The Illinois Supreme Court ultimately held that “our statutory regime demonstrates the legislature’s intent that annuity contracts issued by authorized insurers are insurance products and not securities because they fall within the exclusion from face amount certificates and are not investment contracts under section 2.1.” As a result, the purchase of the indexed annuities at issue could not form the basis of a violation of Sections 12(A), (F), (G), or (I) of the Act, which expressly require transactions of securities.

Section 12(J) Applies to Investment Advisors Who Sell Annuities

Although the Illinois Supreme Court found indexed annuities do not qualify as securities, it did find that the Securities Department has the authority to bring an administrative action under Section 12(J) of the Act when annuities are sold by investment advisors.

Section 12(J) provides that it is a violation for a person:

When acting as an investment adviser, … by any means or instrumentality, directly or indirectly: (1) To employ any device, scheme or artifice to defraud any client or prospective client.

Section 12(J) contains no reference to or requirement for a sale of a security in connection with the prohibited conduct. Moreover, this section is “virtually identical” to the antifraud provisions found in Section 206 of the federal Investment Advisers Act of 1940. Federal courts have also found Section 206 does not require that the challenged transaction involve a security to prove a violation. As such, the Supreme Court held all that is required under the Act is that Van Dyke was “acting as an investment advisor.”

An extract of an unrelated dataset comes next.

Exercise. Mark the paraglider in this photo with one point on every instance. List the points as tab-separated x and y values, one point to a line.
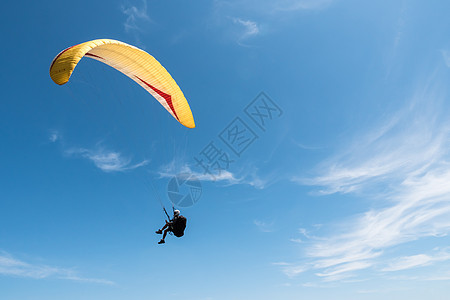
133	62
148	73
176	225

In response, Van Dyke argued that at the time of the transactions he was not acting as an investment advisor but rather as an insurance producer. The Illinois Supreme Court disagreed, finding that the manifest weight of the evidence established that Van Dyke provided investment advice when he recommended the purchase of various financial products, including securities and indexed annuities. Moreover, the record indicated Van Dyke identified himself as an investment adviser, and there was no evidence he informed his clients he was acting as an insurance producer under the Insurance Code when he sold the indexed annuities. Because Van Dyke was acting as an investment adviser, his conduct fell within the purview of section 12(J).

The Illinois Supreme Court then engaged in a case-specific analysis to determine whether Van Dyke engaged in a device, scheme, or artifice to defraud his clients. The court found that the Securities Department’s evidence and expert testimony failed to establish Van Dyke actually violated the Act or perpetrated a fraud on his clients. Accordingly, the Supreme Court held the appellate court properly reversed the secretary of state’s final order against Van Dyke.